- Open Access
SKPDB: a structural database of shikimate pathway enzymes
© Arcuri et al; licensee BioMed Central Ltd. 2010
- Received: 12 May 2009
- Accepted: 7 January 2010
- Published: 7 January 2010
The functional and s tructural characterisation of enzymes that belong to microbial metabolic pathways is very important for structure-based drug design. The main interest in studying shikimate pathway enzymes involves the fact that they are essential for bacteria but do not occur in humans, making them selective targets for design of drugs that do not directly impact humans.
The ShiKimate Pathway DataBase (SKPDB) is a relational database applied to the study of shikimate pathway enzymes in microorganisms and plants. The current database is updated regularly with the addition of new data; there are currently 8902 enzymes of the shikimate pathway from different sources. The database contains extensive information on each enzyme, including detailed descriptions about sequence, references, and structural and functional studies. All files (primary sequence, atomic coordinates and quality scores) are available for downloading. The modeled structures can be viewed using the Jmol program.
The SKPDB provides a large number of structural models to be used in docking simulations, virtual screening initiatives and drug design. It is freely accessible at http://lsbzix.rc.unesp.br/skpdb/.

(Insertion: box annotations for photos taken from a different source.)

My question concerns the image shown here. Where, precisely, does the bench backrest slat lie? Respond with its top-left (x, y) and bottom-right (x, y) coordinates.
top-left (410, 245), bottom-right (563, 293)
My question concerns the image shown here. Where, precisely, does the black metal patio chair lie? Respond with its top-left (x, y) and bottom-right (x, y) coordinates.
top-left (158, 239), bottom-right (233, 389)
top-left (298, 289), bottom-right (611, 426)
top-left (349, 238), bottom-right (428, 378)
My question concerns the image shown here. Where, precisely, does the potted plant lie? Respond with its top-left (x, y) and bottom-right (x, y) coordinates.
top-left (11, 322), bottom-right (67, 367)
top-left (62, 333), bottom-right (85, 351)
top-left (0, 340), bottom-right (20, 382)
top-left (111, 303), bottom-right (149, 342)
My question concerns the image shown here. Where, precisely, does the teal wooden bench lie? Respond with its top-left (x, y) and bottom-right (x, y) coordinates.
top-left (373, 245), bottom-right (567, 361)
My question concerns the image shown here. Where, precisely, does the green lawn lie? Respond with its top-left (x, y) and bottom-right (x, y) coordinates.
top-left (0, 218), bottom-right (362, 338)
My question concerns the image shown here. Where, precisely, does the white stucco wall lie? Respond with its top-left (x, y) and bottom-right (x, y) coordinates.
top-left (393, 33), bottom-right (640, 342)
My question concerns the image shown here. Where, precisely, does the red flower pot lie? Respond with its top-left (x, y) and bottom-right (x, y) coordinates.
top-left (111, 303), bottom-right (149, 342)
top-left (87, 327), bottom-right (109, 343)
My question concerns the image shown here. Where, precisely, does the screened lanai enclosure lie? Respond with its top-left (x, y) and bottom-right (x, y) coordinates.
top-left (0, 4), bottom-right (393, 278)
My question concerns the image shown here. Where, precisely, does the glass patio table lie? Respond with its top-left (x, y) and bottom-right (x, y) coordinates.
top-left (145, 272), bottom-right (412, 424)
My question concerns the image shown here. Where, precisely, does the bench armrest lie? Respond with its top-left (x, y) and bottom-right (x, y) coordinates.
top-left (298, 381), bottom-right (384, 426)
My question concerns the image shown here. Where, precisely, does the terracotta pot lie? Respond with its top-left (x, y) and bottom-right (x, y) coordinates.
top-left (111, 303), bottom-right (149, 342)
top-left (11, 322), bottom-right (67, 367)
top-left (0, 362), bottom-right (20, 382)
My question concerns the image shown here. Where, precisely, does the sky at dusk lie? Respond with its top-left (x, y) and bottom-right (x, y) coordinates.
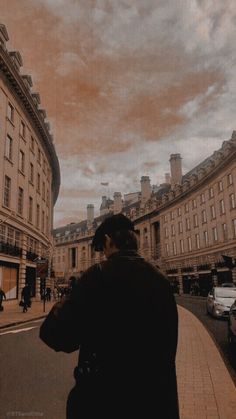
top-left (0, 0), bottom-right (236, 226)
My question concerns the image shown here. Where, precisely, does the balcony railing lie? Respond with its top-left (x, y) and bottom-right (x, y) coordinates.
top-left (0, 241), bottom-right (22, 257)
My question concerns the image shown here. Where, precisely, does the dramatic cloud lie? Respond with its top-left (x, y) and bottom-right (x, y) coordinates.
top-left (0, 0), bottom-right (236, 224)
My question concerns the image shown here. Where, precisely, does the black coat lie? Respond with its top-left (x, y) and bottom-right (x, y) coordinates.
top-left (40, 251), bottom-right (179, 419)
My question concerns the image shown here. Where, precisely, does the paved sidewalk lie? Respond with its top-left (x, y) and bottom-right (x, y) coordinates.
top-left (177, 306), bottom-right (236, 419)
top-left (0, 300), bottom-right (55, 329)
top-left (0, 301), bottom-right (236, 419)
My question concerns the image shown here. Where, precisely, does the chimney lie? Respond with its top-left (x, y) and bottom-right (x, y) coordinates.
top-left (169, 154), bottom-right (182, 188)
top-left (87, 204), bottom-right (94, 226)
top-left (113, 192), bottom-right (122, 214)
top-left (141, 176), bottom-right (152, 204)
top-left (9, 51), bottom-right (23, 71)
top-left (0, 23), bottom-right (9, 49)
top-left (165, 173), bottom-right (171, 185)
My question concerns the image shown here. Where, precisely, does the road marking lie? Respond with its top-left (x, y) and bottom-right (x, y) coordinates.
top-left (0, 326), bottom-right (38, 336)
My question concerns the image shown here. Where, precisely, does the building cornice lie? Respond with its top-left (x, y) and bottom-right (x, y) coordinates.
top-left (0, 44), bottom-right (60, 204)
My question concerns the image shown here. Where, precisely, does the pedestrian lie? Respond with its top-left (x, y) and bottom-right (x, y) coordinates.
top-left (46, 287), bottom-right (52, 301)
top-left (0, 287), bottom-right (7, 311)
top-left (21, 283), bottom-right (31, 313)
top-left (40, 214), bottom-right (179, 419)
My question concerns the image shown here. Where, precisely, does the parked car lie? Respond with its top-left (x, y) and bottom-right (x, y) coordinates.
top-left (228, 300), bottom-right (236, 353)
top-left (206, 287), bottom-right (236, 318)
top-left (221, 282), bottom-right (236, 288)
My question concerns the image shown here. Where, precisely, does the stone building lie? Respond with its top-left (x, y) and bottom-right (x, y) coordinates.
top-left (0, 24), bottom-right (60, 299)
top-left (54, 132), bottom-right (236, 295)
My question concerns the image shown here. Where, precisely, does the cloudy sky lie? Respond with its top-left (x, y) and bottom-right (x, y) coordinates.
top-left (0, 0), bottom-right (236, 226)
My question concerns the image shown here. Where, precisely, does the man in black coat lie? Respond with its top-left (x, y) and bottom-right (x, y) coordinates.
top-left (40, 214), bottom-right (179, 419)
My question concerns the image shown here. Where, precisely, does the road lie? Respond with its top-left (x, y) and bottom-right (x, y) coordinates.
top-left (176, 295), bottom-right (236, 385)
top-left (0, 322), bottom-right (78, 419)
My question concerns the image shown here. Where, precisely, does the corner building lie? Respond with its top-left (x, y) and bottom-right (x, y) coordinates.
top-left (0, 24), bottom-right (60, 299)
top-left (53, 131), bottom-right (236, 295)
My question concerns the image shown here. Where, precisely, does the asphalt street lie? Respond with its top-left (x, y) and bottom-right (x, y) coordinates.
top-left (0, 322), bottom-right (78, 419)
top-left (176, 295), bottom-right (236, 385)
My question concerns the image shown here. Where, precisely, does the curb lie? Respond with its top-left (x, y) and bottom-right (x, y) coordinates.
top-left (0, 313), bottom-right (48, 330)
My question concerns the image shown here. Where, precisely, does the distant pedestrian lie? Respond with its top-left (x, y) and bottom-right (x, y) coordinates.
top-left (21, 284), bottom-right (31, 313)
top-left (46, 287), bottom-right (52, 301)
top-left (0, 287), bottom-right (6, 311)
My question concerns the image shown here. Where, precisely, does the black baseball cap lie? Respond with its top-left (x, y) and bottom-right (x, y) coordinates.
top-left (92, 214), bottom-right (134, 252)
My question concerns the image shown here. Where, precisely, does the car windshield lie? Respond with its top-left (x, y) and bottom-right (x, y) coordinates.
top-left (215, 287), bottom-right (236, 299)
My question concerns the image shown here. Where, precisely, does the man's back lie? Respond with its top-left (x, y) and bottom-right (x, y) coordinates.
top-left (41, 251), bottom-right (178, 419)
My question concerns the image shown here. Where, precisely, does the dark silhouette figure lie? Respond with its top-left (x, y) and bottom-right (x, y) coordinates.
top-left (21, 284), bottom-right (31, 313)
top-left (0, 287), bottom-right (6, 311)
top-left (46, 287), bottom-right (52, 301)
top-left (40, 214), bottom-right (179, 419)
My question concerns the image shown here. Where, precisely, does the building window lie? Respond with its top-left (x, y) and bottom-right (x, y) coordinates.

- Root Mean Square Deviation
- Shikimate Pathway
- External Link
- Root Mean Square Deviation
This pathway links the metabolism of carbohydrates to the biosynthesis of aromatic compounds through seven metabolic steps, where phosphoenolpyruvate (PEP) and erythrose 4-phosphate are converted to chorismate, which in turn is the common precursor for synthesising a series of aromatic compounds, naphtoquinones, menaquinones, and mycobactins [3, 4].
Inhibition of the shikimate pathway has been effective in controlling bacterial growth , and in mycobacteria, this pathway has been shown to be essential for the viability of Mycobacterium tuberculosis [6–8].
The functional and structural characterisation of a protein sequence is one of the most frequent problems in structural molecular biology. This task is usually facilitated by an accurate three-dimensional (3D) structure of the studied protein, which is best determined by experimental methods such as X-ray crystallography and NMR spectroscopy . In the absence of an experimentally determined 3D structure, the modeling (comparative or by homology) can sometimes provide a useful 3D model for a target protein . In the present work, we used comparative modeling at a large scale for predicting protein structures through the program MODELLER .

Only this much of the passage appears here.